Wednesday, 7 April 2010

Day 15: Who 'Wold' have thought it!!

Oxford, Oxfordshire to Stratford-upon-Avon, Warwickshire (via Gloucestershire)
76.3 miles (821.9 miles cumulatively)

What a witty pun with which to title toady's blog don't you think! That's how much I'm learning about Geography now - that I can even make witty witticisms with places I cycle through!
Anyway, after saying goodbye to Sarah at the station in the morning, I set off on a day of discovery (the A40), a day of wonder (it seems that there are no such things as Bank Holidays in the Cotswolds, every town and village was heaving!) a day of climbs and descents (up to and away from Stow-on-the-Wold) and a day of becoming more and more frustrated at being signposted one way when I could blatantly tell that the direction I should be going in was in completely the other way!
I make it sound though like I didn't have a good cycle today - in fact, it was quite the obvious - I had a great day and for once, the last 10 miles were not in fact the hardest. They normally feel about the same as what I imagine it would feel like to be repeatedly beaten with a weighted sock, and yet today, I hit a railway path into Stratford and with the wind behind me, fair flew in.
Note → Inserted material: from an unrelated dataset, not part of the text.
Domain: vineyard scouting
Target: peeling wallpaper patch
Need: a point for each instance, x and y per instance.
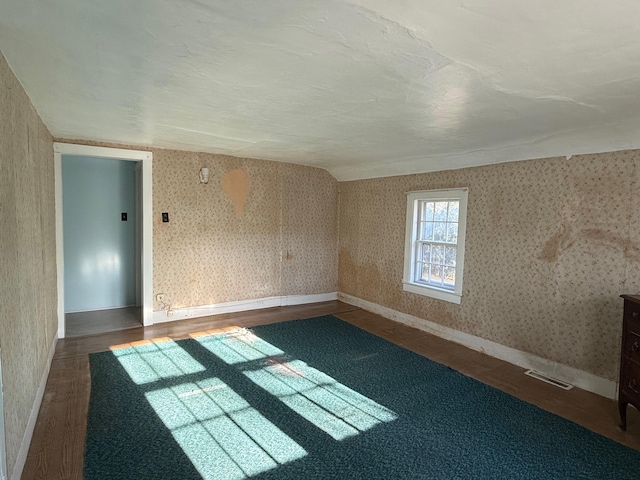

Brilliant.
It was on this tow path though when an event took place that I would like to focus upon for the end of this blog. (I make it sound far more interesting than it actually was, but isn't that the key to making people read on!)
The railway path had a gate, of sorts, every 3 miles or so (for safety, or some other type of silly reason) and when I was approaching the third one (I think it was the third, but that really isn't the important point here) I saw a woman struggling to open the gate. She had a young child bawling his eyes out, she was dragging a scooter and frankly she didn't have enough arms to deal with everything that was going on. Her husband (I assume - He could have been a complete stranger for all I know) was casually wandering up and making no effort to help so I saw my moment to be a hero (ok, hardly heroic I guess, holding a gate open to, let's say, saving a family from a burning building, but there's a time and a place for everything, and as Tesco say, every little helps!) - I skidded to a halt, flung the back wheel round to allow myself to manoeuvre into position to hold the gate, leant forward onto my handlebars to support myself, and managed to catch the gate before it fell into her for the third time.
She thanked me heartily, and I cycled on, with that warm feeling inside of just having made a difference to someones day when I looked down to see what speed I was doing and realised that in my efforts to support myself on my handlebars, I had inadvertently cleared all the data from my cycle computer and was going to have to reset the whole thing again! Bang goes the warm feeling.
Oh well. If there's ever a great leveller, it's cycle England!